Pandas is a much newer package than NumPy, and is in fact built on top of it. What Pandas provides is a labeled interface to multi-dimensional data, in the form of a DataFrame object that will feel very familiar to users of R and related languages. DataFrames in Pandas look something like this:

import pandas as pd
df = pd.DataFrame({'label': ['A', 'B', 'C', 'A', 'B', 'C'],
                   'value': [1, 2, 3, 4, 5, 6]})
df
label value
0 A 1
1 B 2
2 C 3
3 A 4
4 B 5
5 C 6

The Pandas interface allows you to do things like select columns by name:

df['label']
0    A
1    B
2    C
3    A
4    B
5    C
Name: label, dtype: object

Apply string operations across string entries:

df['label'].str.lower()
0    a
1    b
2    c
3    a
4    b
5    c
Name: label, dtype: object

Apply aggregates across numerical entries:

df['value'].sum()
21

And, perhaps most importantly, do efficient database-style joins and groupings:

df.groupby('label').sum()
value
label
A 5
B 7
C 9

Here in one line we have computed the sum of all objects sharing the same label, something that is much more verbose (and much less efficient) using tools provided in Numpy and core Python.

For more information on using Pandas, see Resources for Further Learning.

Matplotlib MatLab-style scientific visualization

Matplotlib is currently the most popular scientific visualization packages in Python. Even proponents admit that its interface is sometimes overly verbose, but it is a powerful library for creating a large range of plots.

To use Matplotlib, we can start by enabling the notebook mode (for use in the Jupyter notebook) and then importing the package as plt"
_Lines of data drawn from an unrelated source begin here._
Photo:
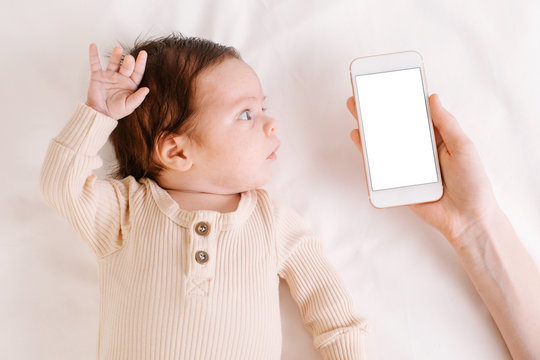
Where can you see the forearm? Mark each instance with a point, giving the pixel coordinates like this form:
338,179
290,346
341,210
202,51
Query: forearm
507,279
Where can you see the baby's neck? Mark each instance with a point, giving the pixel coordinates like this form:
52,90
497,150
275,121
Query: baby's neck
192,200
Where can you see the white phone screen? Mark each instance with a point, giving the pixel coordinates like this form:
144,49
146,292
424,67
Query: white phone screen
396,129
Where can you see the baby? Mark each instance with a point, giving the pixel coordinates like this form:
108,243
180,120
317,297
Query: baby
190,249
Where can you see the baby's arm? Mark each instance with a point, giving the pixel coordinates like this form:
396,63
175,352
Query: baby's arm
325,305
96,208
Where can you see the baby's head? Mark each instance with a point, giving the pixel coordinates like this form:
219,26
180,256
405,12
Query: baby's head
202,127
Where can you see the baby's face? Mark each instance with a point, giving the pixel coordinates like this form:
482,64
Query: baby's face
238,138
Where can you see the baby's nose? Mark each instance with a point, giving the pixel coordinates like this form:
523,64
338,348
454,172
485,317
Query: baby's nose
271,125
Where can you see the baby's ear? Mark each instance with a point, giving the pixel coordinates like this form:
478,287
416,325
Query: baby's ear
172,151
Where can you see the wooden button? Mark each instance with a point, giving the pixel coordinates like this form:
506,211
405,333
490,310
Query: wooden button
201,257
202,228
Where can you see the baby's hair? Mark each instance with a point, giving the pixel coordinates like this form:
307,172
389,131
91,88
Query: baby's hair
172,67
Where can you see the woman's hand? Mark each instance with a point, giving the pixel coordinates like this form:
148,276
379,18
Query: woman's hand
468,197
113,92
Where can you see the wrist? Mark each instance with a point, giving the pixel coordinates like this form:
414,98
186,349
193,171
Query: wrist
478,230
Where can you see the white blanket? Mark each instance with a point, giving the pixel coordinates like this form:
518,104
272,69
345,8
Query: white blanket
482,58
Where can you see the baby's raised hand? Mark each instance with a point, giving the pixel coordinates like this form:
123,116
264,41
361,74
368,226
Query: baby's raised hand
113,91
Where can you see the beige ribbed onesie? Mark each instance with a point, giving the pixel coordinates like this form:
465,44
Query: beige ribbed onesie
177,284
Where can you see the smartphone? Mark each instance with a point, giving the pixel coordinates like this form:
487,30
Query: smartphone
398,144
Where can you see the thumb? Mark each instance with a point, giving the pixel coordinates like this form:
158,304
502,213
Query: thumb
449,128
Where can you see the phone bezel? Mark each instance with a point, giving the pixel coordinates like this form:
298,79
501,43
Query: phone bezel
407,195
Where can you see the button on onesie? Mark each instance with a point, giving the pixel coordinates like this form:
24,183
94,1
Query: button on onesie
203,234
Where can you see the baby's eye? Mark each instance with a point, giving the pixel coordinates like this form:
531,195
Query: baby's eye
245,115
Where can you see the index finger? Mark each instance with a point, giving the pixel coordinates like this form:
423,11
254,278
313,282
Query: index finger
95,64
352,107
140,65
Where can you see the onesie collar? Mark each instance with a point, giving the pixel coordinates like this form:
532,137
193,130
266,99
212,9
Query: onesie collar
185,218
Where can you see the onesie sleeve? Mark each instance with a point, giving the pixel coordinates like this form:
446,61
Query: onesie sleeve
96,208
326,307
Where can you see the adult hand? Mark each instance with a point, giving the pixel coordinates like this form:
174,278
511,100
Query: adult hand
113,91
468,196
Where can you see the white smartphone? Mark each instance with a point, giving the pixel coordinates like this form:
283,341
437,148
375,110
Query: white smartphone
398,142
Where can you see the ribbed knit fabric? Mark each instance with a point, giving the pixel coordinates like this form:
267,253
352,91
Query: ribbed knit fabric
156,300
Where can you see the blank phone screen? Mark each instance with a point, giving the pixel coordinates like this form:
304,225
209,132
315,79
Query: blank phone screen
396,129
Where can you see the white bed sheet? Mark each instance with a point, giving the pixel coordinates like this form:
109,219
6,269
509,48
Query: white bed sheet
482,57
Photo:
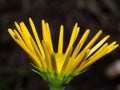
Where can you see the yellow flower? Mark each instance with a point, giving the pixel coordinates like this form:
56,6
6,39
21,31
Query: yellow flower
60,64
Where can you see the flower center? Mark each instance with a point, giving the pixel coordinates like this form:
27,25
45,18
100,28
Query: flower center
60,59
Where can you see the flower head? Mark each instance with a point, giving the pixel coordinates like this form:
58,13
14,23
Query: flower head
60,67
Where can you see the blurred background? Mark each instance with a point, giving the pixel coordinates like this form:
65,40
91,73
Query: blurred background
15,70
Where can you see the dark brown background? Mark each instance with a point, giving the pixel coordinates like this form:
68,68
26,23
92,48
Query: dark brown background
15,73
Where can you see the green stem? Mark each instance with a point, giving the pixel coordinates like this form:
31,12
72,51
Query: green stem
56,87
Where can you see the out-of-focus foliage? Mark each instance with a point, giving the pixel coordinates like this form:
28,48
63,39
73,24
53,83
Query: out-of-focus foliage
15,71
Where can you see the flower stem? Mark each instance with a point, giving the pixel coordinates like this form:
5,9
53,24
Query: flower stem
56,87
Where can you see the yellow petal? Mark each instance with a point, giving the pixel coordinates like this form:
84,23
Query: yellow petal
36,37
60,43
73,37
80,44
91,43
98,45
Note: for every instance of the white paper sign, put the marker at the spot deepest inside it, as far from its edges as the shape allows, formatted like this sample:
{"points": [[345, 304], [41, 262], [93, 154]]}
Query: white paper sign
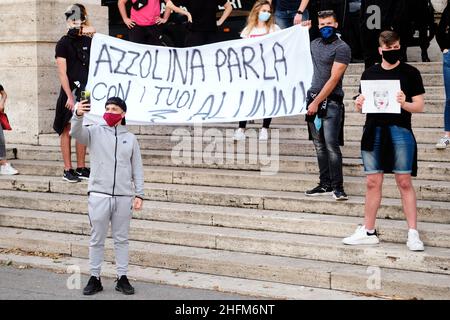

# run this if using Jupyter notebook
%matplotlib notebook
import matplotlib.pyplot as plt
plt.style.use('ggplot')  # make graphs in the style of R's ggplot

Now let's create some data (as NumPy arrays, of course) and plot the results:

x = np.linspace(0, 10)  # range of values from 0 to 10
y = np.sin(x)           # sine of these values
plt.plot(x, y);         # plot as a line

If you run this code live, you will see an interactive plot that lets you pan, zoom, and scroll to explore the data.
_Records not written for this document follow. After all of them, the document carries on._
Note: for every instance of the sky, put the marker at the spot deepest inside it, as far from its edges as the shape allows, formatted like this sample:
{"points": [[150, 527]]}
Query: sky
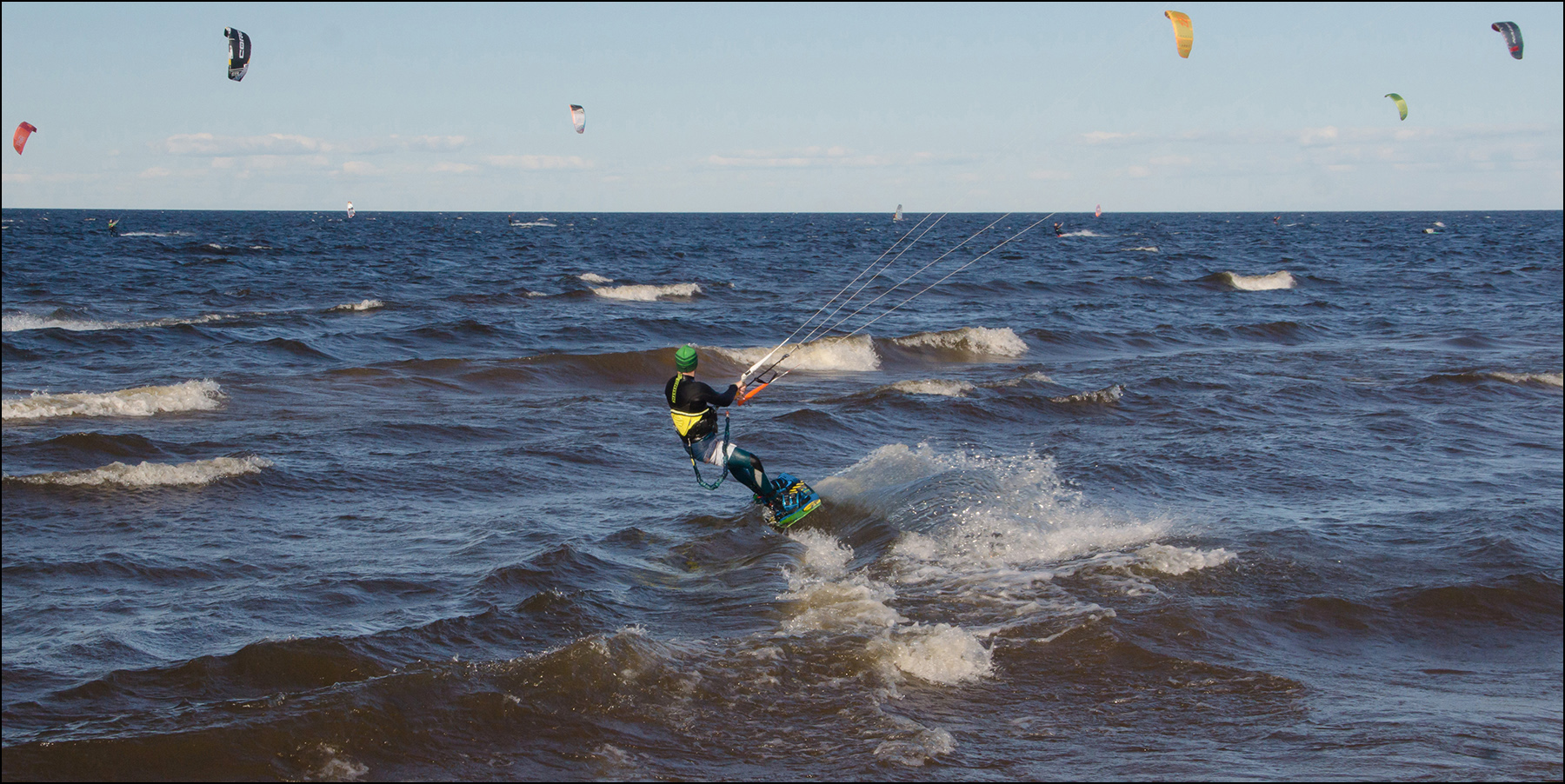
{"points": [[782, 109]]}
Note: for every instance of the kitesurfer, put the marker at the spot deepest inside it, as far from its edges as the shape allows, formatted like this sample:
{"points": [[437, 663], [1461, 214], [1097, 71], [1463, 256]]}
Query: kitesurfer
{"points": [[694, 409]]}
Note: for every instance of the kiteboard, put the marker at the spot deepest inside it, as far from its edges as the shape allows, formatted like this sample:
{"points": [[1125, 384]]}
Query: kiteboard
{"points": [[794, 500]]}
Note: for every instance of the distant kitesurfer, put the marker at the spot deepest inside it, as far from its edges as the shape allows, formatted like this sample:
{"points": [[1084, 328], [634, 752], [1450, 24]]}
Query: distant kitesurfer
{"points": [[694, 409]]}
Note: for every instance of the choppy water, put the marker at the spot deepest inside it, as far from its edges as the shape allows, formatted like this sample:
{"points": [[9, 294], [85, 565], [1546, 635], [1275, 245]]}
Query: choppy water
{"points": [[1173, 496]]}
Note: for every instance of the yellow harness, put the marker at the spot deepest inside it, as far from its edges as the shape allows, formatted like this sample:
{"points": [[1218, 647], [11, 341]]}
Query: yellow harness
{"points": [[684, 422]]}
This is the simplest example of a Matplotlib plot; for ideas on the wide range of plot types available, see Matplotlib's online gallery as well as other references listed in Resources for Further Learning.

SciPy: Scientific Python

SciPy is a collection of scientific functionality that is built on NumPy. The package began as a set of Python wrappers to well-known Fortran libraries for numerical computing, and has grown from there. The package is arranged as a set of submodules, each implementing some class of numerical algorithms. Here is an incomplete sample of some of the more important ones for data science:

  • scipy.fftpack: Fast Fourier transforms
  • scipy.integrate: Numerical integration
  • scipy.interpolate: Numerical interpolation
  • scipy.linalg: Linear algebra routines
  • scipy.optimize: Numerical optimization of functions
  • scipy.sparse: Sparse matrix storage and linear algebra
  • scipy.stats: Statistical analysis routines

For example, let's take a look at interpolating a smooth curve between some data

from scipy import interpolate

# choose eight points between 0 and 10
x = np.linspace(0, 10, 8)
y = np.sin(x)

# create a cubic interpolation function
func = interpolate.interp1d(x, y, kind='cubic')

# interpolate on a grid of 1,000 points
x_interp = np.linspace(0, 10, 1000)
y_interp = func(x_interp)

# plot the results
plt.figure()  # new figure
plt.plot(x, y, 'o')
plt.plot(x_interp, y_interp);

What we see is a smooth interpolation between the points.

Other Data Science Packages

Built on top of these tools are a host of other data science packages, including general tools like Scikit-Learn for machine learning, Scikit-Image for image analysis, and Statsmodels for statistical modeling, as well as more domain-specific packages like AstroPy for astronomy and astrophysics, NiPy for neuro-imaging, and many, many more.

No matter what type of scientific, numerical, or statistical problem you are facing, it's likely there is a Python package out there that can help you solve it.